Flight data at SFO and SFO Museum – 1.17 million flights later

This is a blog post by aaron cope that was published on January 24, 2020 . It was tagged sfo, opendata, flightdata and whosonfirst.

timetable: TWA (Trans World Airlines), Paper, ink. Gift of David A. Abercrombie, in memory of Stanley A. Abercrombie , SFO Museum Collection, 2001.039.770

A little over a year ago we announced that we had started to collect flight data for every flight in and out of SFO in a blog post titled Capturing flight data at SFO and SFO Museum. A few months later we supplemented that work with improved aircraft information and flight paths, detailed in a blog post titled Harvey Milk Plane Has a Permalink – Updated flight data at SFO Museum.

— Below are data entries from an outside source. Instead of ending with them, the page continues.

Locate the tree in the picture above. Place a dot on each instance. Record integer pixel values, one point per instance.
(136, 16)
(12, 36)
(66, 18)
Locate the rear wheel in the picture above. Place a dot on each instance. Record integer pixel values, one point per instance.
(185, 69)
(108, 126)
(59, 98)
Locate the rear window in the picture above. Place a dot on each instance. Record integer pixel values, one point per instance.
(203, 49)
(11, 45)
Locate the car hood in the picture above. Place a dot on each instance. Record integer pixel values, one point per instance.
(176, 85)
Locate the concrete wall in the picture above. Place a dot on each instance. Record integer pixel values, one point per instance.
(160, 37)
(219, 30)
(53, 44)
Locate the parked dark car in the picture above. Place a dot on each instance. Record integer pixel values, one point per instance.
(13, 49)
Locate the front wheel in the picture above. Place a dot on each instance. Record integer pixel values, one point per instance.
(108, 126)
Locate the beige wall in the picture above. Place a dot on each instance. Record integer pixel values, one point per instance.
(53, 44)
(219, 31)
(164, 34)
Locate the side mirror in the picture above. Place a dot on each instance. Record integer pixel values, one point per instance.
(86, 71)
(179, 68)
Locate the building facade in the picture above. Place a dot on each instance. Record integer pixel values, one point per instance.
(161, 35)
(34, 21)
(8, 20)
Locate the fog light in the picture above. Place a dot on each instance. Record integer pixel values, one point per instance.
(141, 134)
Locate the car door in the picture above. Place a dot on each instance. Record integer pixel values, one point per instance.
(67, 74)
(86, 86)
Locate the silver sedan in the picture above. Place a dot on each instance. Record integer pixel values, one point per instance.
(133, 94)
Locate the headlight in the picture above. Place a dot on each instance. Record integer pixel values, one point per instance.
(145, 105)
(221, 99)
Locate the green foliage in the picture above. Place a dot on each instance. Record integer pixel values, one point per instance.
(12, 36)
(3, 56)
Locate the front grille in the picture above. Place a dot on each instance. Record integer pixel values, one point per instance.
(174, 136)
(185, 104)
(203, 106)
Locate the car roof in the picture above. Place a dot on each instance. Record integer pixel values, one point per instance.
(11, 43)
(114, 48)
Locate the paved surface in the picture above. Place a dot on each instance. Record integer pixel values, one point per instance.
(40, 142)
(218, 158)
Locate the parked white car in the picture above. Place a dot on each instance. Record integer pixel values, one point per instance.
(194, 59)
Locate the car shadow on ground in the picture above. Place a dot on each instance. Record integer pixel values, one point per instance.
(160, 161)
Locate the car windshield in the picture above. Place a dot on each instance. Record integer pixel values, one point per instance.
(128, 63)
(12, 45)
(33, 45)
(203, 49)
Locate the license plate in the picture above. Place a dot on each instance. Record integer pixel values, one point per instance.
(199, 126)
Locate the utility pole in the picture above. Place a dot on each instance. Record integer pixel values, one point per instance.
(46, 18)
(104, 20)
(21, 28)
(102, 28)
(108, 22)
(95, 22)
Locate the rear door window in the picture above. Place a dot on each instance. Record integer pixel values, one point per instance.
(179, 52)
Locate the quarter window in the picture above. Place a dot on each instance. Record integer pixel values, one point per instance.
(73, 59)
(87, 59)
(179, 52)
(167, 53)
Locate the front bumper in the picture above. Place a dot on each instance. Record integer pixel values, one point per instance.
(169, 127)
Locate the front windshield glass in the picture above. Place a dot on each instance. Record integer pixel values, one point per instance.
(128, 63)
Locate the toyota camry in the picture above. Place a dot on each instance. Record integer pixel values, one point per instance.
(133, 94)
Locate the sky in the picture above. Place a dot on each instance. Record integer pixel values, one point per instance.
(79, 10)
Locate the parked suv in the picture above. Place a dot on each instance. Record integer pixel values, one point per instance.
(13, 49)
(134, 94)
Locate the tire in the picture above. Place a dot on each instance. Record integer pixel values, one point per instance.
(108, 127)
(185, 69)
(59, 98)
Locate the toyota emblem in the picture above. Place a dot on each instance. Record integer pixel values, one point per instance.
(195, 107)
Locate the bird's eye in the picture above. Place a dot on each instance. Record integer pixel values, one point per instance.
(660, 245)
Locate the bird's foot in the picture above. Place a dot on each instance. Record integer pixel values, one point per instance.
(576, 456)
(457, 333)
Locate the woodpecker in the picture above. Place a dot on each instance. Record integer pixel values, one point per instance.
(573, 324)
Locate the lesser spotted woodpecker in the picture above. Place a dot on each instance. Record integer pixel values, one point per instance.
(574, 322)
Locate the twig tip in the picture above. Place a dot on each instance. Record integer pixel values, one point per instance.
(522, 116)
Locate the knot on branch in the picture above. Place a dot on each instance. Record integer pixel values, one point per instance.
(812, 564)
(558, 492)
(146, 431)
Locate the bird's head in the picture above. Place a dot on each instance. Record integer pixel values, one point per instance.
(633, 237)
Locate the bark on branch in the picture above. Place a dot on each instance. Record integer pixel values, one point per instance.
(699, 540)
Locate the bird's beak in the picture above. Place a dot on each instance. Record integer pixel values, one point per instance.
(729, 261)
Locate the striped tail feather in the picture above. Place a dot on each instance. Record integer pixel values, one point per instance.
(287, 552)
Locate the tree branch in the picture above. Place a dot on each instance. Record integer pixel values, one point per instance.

airmail flight cover: Pan American World Airways, Airbus, Toulouse - New York route, Paper, ink, adhesive. Gift of the Pan Am Association, SFO Museum Collection, 2000.058.1185 a c

As of January 2020 we continue to collect flight data every day and publish it as open data. So far, we’ve collected over 1.2 million flights in and out of SFO since January 2019! Each one is recorded as a Who’s On First -style GeoJSON document with a stable and permanent identifier, hierarchies specific to that flight and pointers to all the places and airports and airlines and aircraft involved with that flight.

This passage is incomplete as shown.